Scales are possible in the first place only because there is a certain
  isomorphism between what we can do with the aspects of objects and the
  properties of the numeral series. In dealing with the aspects of
  objects we invoke empirical operations for determining equality
  (classifying), for rank-ordering, and for determining when differences
  and when ratios between the aspects of objects are equal. The
  conventional series of numerals yields to analogous operations: we can
  identify the members of a numeral series and classify them. We know
  their order as given by convention. We can determine equal
  differences, as $8-6=4-2$, and equal ratios, as
  $\frac{8}{4}=\frac{6}{3}$. The isomorphism between these properties of
  the numeral series and certain empirical operations which we perform
  with objects permits the use of the series as a model to represent
  aspects of the empirical world.

This is an instance of an important general principle: you don't want arbitrary or conventional decisions about how to write things down to materially affect your conclusions.

The type of scale achieved depends upon the character of the basic empirical operations performed. These operations are limited ordinarily by the nature of the thing being scaled and by our choice of procedures, but, once selected, the operations determine that there will eventuate one or another of the scales listed in Table 1.1 [nominal, ordinal, interval, & ratio].

So you can't, for example, average scores on a five-point scale and claim that the interval between scale points doesn't matter: something's got to give (& note that it may well be the claim rather than the averaging—see e.g. here). It's a mistake to confuse this prohibition with the stipulation that first you need to determine the true scale type & then think about suitable methods of analysis. See Should types of data (nominal/ordinal/interval/ratio) really be considered types of variables?.
A: The general idea of ordinal data is that there is some order or gradation of different categories and

exact numerical quantity of a particular value has no significance
  beyond its ability to establish a ranking over a set of data points (https://en.wikipedia.org/wiki/Ordinal_data)

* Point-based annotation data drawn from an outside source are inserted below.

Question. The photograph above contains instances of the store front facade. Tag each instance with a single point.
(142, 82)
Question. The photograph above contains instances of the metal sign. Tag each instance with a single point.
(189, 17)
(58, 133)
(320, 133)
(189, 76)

With ordinal data your categories are ordered, e.g. $a < b < c$, so you are interested in the relations between categories, $a < b$ and $b < c$, so $a < c$. In this case ordering matters and if you re-assigned the labels in random order you would loose important information. 
With binary data you have only two categories so knowing that $x > y$ provides you with the same information as knowing that $\neg(x^* < y^*)$, where $x^*$ and $y^*$ are $x$ and $y$ with reversed coding. In this case one category is compliment of another so their ordering does not matter.
For example, with changing the labels in logistic regression you just get reversed signs of coefficients and this is what we expect, for more see the recent question on logistic regression (check @Scortchi's comment for the linked question).
On the other hand, as @ttnphns noticed, there are similarity measures that make assumptions about coding of binary categories, like Jaccard index and in these cases it makes a difference how the categories are coded. Coding of the categories (e.g. as $0$ and $1$ or $-1$ and $+1$) in many cases could also make interpretation of the results easier (positive or negative influence). In both cases the difference concerns rather with coding of the variables rather than with information they carry.